International Coordinator, International Campaign for Women’s Right to Safe Abortion
4 April 2017
The new Northern Territory (NT) Australia abortion law was a great victory and its supporters were celebrating their achievement last week. Now, the analysis will begin. Here is mine:
The news reports mention that three women members of the NT Parliament who supported the bill all shared stories of deciding to have an abortion during the debate, which was described in one news report as emotional and in another as passionate. Telling personal stories in a parliamentary debate on abortion has only happened one other time I’m aware of, in Ireland in July 2016, where one woman member of Parliament spoke about her personal experience of needing an abortion for fetal anomaly and having to travel to England. The law wasn’t changed in that instance, but the tenor and reporting of the debate were affected considerably.

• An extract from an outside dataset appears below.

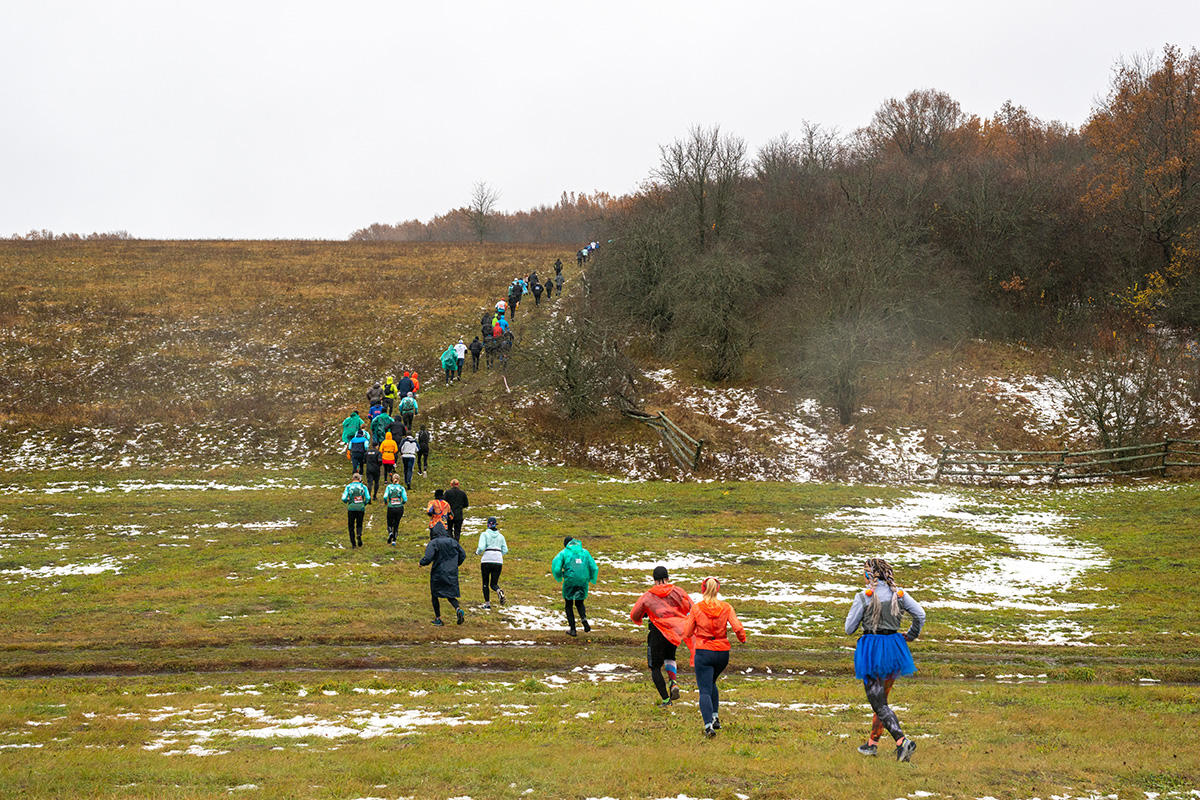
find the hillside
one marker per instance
(185, 618)
(175, 354)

This is highly unusual, to say the least, and creates a new challenge to parliamentarians who may be opposed to making abortion safe and legal, especially when the parliament in question has 50% women as in NT. It would take quite some nerve to discount such stories if in the future more women parliamentarians put their personal experience into the debate.
The bill has some praiseworthy clauses that will support providing most abortions. Thus, it removed the requirement for all abortions to occur in a hospital, especially as there are only a few hospitals in a territory that is 1.4 million sq km, that is, over 6 times bigger than the UK.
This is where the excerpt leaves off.